Have access to the destination cluster
Have configured the recovery plan.

Process

1. Pause the RecoveryPlan

Pause the RecoveryPlan using the following path operation:

kubectl patch recoveryplan <recovery_plan_name> -p '{"spec":{"suspend":true}}' --type=merge

2. Identify the RecoveryExecutionPlan

Identify the RecoveryExecutionPlan configured in the previous step.

3. Deploy the RecoveryExecutionJob

Create the recoveryexecutionjob.yaml file with the following content:

apiVersion: dr.astronetes.io/v1alpha1
kind: RecoveryExecutionJob
metadata:
  generateName: <recovery_execution_plan_name>
  namespace: <namespace_name>
spec:
  recoveryExecutionPlanRef:
    name: <recovery_execution_plan_name>
    namespace: <namespace_name>

Deploy the RecoveryExecutionJob:

kubectl create -f recoveryexecutionjob.yaml

3 - Workarounds

Limitations and workarounds of Astronetes Disaster Recovery Operator.

Immutable parameters

Astronetes Disaster Recovery Operator synchronizes the state between two clusters by either creating new objects if they are missing from the destination cluster, by updating them if they already exist or by deleting them if they dissapear from the source cluster.

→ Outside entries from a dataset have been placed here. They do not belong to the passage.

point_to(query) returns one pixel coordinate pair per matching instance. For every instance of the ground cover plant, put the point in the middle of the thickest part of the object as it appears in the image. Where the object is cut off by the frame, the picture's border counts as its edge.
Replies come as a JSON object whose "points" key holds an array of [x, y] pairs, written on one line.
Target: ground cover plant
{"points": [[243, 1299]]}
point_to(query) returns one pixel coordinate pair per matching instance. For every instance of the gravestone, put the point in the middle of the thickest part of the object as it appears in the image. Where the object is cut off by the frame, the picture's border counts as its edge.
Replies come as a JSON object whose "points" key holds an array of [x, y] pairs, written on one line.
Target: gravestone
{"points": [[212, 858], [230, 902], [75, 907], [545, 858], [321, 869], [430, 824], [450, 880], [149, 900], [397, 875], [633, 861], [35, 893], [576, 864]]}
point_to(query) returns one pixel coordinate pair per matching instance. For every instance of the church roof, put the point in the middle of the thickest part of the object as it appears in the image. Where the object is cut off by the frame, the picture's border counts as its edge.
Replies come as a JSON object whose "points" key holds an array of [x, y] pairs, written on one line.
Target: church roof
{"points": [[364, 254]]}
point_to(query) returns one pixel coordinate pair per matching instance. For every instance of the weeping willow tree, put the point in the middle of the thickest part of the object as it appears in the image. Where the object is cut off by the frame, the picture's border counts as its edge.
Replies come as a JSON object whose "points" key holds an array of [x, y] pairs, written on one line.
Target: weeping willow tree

In most situations this behaviour is compatible with immutable parameters. Updates made to an immutable parameter will require deleting the object that contains it first to then recreate with the updated configuration. Astronetes Disaster Recovery Operator will detect the delete event and apply it before the recreation in the destination cluster automatically. There is no need for additional manual steps, the entire pipeline is managed by the Operator.

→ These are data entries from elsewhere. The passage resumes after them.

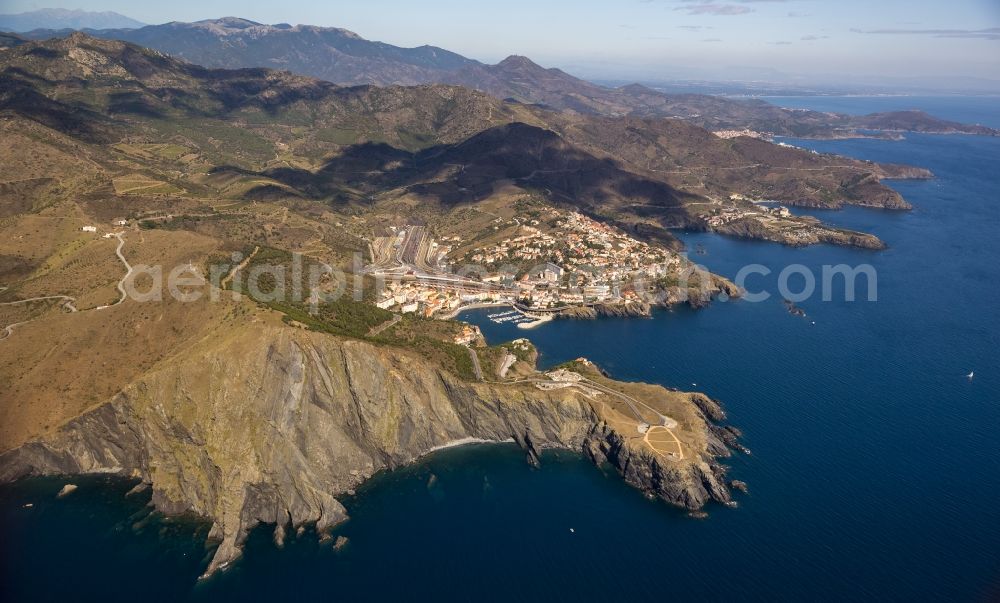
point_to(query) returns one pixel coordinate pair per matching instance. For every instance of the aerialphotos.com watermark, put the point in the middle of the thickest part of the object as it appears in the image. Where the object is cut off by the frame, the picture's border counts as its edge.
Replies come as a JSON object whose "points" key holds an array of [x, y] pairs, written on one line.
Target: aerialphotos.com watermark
{"points": [[317, 283]]}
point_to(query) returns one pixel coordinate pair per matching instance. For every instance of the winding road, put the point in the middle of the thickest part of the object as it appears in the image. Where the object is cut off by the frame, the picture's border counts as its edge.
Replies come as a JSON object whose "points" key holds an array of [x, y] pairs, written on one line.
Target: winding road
{"points": [[68, 301]]}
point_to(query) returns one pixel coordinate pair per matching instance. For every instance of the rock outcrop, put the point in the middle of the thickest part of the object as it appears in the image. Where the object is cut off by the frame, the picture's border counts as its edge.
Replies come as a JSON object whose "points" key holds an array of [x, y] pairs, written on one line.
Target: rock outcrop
{"points": [[270, 424]]}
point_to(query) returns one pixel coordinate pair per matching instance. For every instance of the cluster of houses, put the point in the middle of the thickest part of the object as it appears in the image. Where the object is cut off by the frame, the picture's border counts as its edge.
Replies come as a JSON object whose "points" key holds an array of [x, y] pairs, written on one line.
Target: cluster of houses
{"points": [[578, 260]]}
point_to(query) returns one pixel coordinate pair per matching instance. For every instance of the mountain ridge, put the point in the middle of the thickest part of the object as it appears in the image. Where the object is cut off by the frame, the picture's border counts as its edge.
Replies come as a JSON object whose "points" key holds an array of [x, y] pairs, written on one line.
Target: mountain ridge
{"points": [[60, 18], [343, 57]]}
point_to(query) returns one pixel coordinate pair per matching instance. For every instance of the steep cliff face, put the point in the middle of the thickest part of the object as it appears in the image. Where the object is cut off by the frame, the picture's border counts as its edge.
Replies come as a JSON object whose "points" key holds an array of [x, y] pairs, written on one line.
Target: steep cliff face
{"points": [[269, 424]]}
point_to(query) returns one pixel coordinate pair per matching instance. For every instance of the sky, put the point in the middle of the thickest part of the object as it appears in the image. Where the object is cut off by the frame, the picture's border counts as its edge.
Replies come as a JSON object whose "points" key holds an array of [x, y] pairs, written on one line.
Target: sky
{"points": [[773, 40]]}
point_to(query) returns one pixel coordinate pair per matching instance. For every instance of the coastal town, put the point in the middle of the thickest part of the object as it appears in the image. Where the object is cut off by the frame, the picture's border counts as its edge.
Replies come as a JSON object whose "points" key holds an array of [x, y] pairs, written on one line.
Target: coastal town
{"points": [[538, 265]]}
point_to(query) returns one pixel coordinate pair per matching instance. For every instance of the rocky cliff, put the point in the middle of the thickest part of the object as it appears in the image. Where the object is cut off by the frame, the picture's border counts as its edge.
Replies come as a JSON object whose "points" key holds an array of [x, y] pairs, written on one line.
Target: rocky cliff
{"points": [[269, 424]]}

This is assuming that the RecoveryPlan is not paused. The Operator will fail to synchronize in the following situation:

A RecoveryPlan is paused in the management cluster.
An object that was selected for that RecoveryPlan is deleted and then recreated with updated configuraton in at least one immutable parameter.
The RecoveryPlan of the first step resumes operation.

The delete event was not detected by the RecoveryPlan when it was suspended so the object in the destination cluster was not deleted. Further events with the new configuration would not be able to be applied since they would read as an update to an immutable parameter.

In this case, the solution is to manually delete in the destination cluster every object with an updated immutable parameter that is selected by the previously suspended RecoveryPlan. The Operator will recreate them with the new configurations applied in the source cluster after the next resynchronization.